Federal Environment Minister Stéphane Dion has announced that the first exploratory drilling in an offshore area will no longer require a comprehensive study under the Canadian Environmental Assessment Act. Ocean drilling will now only require a screening.

This erosion of a full environmental assessment procedure reflects demands from industry to make it easier to conduct business, but it may have serious implications for the marine ecosystem. “There is nothing positive about weakening the public and regulatory overview of industry activities in our oceans. The oil and gas industry doesn’t have a good track record and we cannot assume they will police themselves,” says Gretchen Fitzgerald, Marine Campaigner at the Ecology Action Centre in Halifax.

“This is a disappointing move by the government that caters to the oil industry while failing to care for Canada’s marine mammals and fish stocks,” says Bill Wareham, acting director of marine conservation with the David Suzuki Foundation. “At a time when we need the government to lead the way in sustainability, they have abandoned a precautionary approach. Our marine environment is already under stress, this will only make matters worse.”

Sierra Club of Canada east coast marine campaigner Bruno Marcocchio is equally dumbfounded by today’s news. “The government has made a complete U-turn here. Two years ago, they saw the wisdom of comprehensive studies prior to exploratory drilling. With the first comprehensive study barely completed, it makes no sense to backtrack on this requirement.”

One exploratory well can impact a distance as far as 1000 metres from the drill site. Spills and blowouts can also occur during the investigative phase. For example, in August 2004, 354,000 litres of drilling mud leaked out of an exploratory well off the coast of Nova Scotia. As a result, more than three hectares of seafloor was smothered by the spill.

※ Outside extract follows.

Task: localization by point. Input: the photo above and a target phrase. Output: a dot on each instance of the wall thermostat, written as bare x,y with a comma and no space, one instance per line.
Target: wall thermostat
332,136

Hazards like this make people in British Columbia nervous about offshore oil and gas activities. “If the federal government is making exploration easier for the oil and gas industry, it is a good thing we have a moratorium in B.C.,” says Oonagh O’Connor, offshore oil and gas campaigner with Living Oceans Society. “We must remember that the people of this province have sent a clear message to government that they do not want offshore oil and gas exploration on the West Coast.”